This is not the review I wanted to write.
For a couple of years during high school I was obsessed with all things P-Funk. I'd buy records just because Bootsy played on them. I'd track down terrible sounding live bootlegs from the seventies just to hear another version of Maggot Brain. I saw Bootsy Collins play with Lucky Peterson instead of going to my senior prom. Then in 1998 I finally saw the George Clinton P-Funk All-Stars for the first time and it was everything I hoped it would be, a funky lysergic transe that built up and up and up... The climax never came however because they played past curfew and the building shut them down.
Ten years later I saw them again and it was just as intense. Seeing Garry Shider in his trademark nappies singing Cosmic Slop will forever remain one of my favorite concert memories.
So another ten years later I expected to relive much of the same insanity. I sat (well, stood) through the generic opening band (Malka Family, whose set was plagued by sound issues that were actually the least of their problems) waiting effervently for the main act, knowing I'd be in for a night of psychedelic groove and musical communion. But that's not what happened.
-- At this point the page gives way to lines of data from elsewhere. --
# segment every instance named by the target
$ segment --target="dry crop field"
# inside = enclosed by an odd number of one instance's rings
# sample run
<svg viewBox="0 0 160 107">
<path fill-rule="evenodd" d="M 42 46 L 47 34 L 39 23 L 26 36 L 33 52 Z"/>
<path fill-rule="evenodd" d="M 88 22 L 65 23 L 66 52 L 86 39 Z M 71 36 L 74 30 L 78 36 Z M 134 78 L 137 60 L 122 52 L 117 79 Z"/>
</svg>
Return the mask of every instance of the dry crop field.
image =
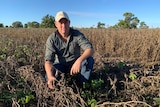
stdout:
<svg viewBox="0 0 160 107">
<path fill-rule="evenodd" d="M 44 51 L 55 29 L 0 29 L 0 107 L 158 107 L 160 29 L 79 29 L 93 43 L 94 71 L 78 87 L 45 83 Z"/>
</svg>

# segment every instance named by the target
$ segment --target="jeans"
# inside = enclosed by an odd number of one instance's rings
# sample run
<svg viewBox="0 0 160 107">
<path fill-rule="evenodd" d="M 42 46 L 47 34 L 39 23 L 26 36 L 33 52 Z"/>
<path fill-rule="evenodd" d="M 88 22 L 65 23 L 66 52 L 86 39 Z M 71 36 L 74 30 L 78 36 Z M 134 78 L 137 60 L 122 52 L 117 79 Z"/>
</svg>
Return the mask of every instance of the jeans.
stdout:
<svg viewBox="0 0 160 107">
<path fill-rule="evenodd" d="M 74 62 L 73 62 L 74 63 Z M 70 69 L 72 67 L 72 64 L 70 64 L 69 66 L 60 64 L 60 63 L 56 63 L 53 66 L 55 67 L 55 69 L 61 71 L 62 73 L 70 73 Z M 81 64 L 81 70 L 78 76 L 78 81 L 79 83 L 83 83 L 83 82 L 87 82 L 89 80 L 90 74 L 93 70 L 93 65 L 94 65 L 94 59 L 93 57 L 88 57 L 86 60 L 84 60 Z M 56 75 L 55 70 L 53 71 L 53 75 L 57 78 L 60 79 L 60 74 Z"/>
</svg>

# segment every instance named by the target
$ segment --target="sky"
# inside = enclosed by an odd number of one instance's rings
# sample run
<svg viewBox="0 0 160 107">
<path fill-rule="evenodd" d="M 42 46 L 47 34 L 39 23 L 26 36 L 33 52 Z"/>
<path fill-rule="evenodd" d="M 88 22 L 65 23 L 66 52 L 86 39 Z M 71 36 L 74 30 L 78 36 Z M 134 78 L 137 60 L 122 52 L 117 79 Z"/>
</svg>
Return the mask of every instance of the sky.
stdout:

For the first few songs, a bunch of faceless musicians and rappers came out playing flaccid trap music. Most sounds came out of the keyboards and samplers, and even bassist Lige Curry was virtually unused. Gary "Mudbone" Cooper and George Clinton came out a few songs later, but either just hung around or sat while the young performers kept doing whatever it was they were doing. No guitars, no horns, just drum machines and electronics that never amounted to anything.
I get that George Clinton is pushing eighty and needs to rest. I get that he is rightfully proud of his hip-hop legacy and I get that he wants to showcase his progeny. But this was a tuneless, groove-less mess. Chief Keef this wasn't.
Garry Shider is dead, so I understand the absence of Cosmic Slop. It's hard to imagine someone singing that song but him, even though his son was here playing guitar. What's harder to understand is the absence of Michael "Kidd Funkadelic" Hampton, who was subbing for the late Eddie Hazel on Maggot Brain. That task is now bestowed upon Dewayne "Blackbyrd" McKnight, who did a fine job. That is where the concert started taking off. But by the time they brought out the horns and got to the real funk it was too little too late. The following forty-five minutes of hits were good but never attained the transcendent heights they used to deliver nightly.
George Clinton says he will retire after this tour and let the alumni carry on with the band but judging from last night this is one group that should have been put to sleep years ago. As much as it pains me to say it, this is no longer one Nation under a groove: like Sir Nose, the Mothership is now sadly devoid of Funk.